Les bookmakers furent les premiers à crier leurs joies, tandis que la plupart des parieurs se levaient pour quitter les gradins, le poids de leur déception pesant sur leurs épaules. Le Patron s’apprêtait à tourner les talons lorsqu’un frisson lui traversa l’échine, faisant se hérisser la fourrure sur ses épaules. Il serra les dents. Son instinct ne le trompait jamais.


Avant qu’il n’ait le temps de se demander d’où provenait le danger, une chose argentée et affreusement silencieuse traversa son champ de vision, fonçant droit vers la silhouette victorieuse qui saluait la foule. Un quart de seconde plus tard, le champion s’effondrait, sans vie.


Choquée, la foule mit un instant à réaliser ce qui venait de se produire.


_ Monsieur !


Sato avait fait irruption dans la loge, lame à la main. Ses yeux écarquillés scrutaient les lieux en quête d’un éventuel danger.


_ Vous n’avez rien ?


_ Je vais bien. Mais le vainqueur, un peu moins.

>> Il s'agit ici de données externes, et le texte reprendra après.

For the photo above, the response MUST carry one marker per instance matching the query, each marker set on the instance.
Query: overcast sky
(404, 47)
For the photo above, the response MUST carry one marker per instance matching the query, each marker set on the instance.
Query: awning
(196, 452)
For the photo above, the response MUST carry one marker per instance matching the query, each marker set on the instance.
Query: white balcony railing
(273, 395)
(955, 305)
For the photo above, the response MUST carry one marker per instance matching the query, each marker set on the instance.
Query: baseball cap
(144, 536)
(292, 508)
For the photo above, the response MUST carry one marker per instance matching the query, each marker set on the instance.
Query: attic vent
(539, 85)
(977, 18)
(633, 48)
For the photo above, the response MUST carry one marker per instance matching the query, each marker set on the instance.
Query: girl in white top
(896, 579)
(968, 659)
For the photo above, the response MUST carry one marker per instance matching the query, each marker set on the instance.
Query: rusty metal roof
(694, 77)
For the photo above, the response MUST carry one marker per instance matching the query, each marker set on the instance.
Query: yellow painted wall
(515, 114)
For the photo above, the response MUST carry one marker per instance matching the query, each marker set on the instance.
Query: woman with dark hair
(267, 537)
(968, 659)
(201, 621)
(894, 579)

Des cris de terreurs montaient à présent de toute part, et les spectateurs évacuaient en masse, se bousculant à tout va.


_ Il ne faut pas que vous restiez là, insista Sato tandis qu’il se penchait contre la balustrade.


Il leva le nez en direction du toit de la loge d’honneur, là d’où provenait vraisemblablement le tir. Alors que ses yeux s’ajustaient au soleil rayonnant, il discerna une ombre, nichée entre deux toitures. Agrippée à un paratonnerre de fortune, elle semblait prise d’une violente quinte de toux. Intrigué, le Patron fit signe à son garde du corps de se taire. Il contempla la scène, hocha la tête avec satisfaction, et recula de quelque pas.
Un bruit sourd retentit alors, signe qu’un corps venait de chuter sur le toit. Quelques roulades plus tard, le Patron cueillit au vol un sniper inconscient, lui épargnant de ce fait une chute fatale. Sato brandit son épée, méfiant.


_ Un assassin ! Siffla-t-il en toisant l’homme évanoui.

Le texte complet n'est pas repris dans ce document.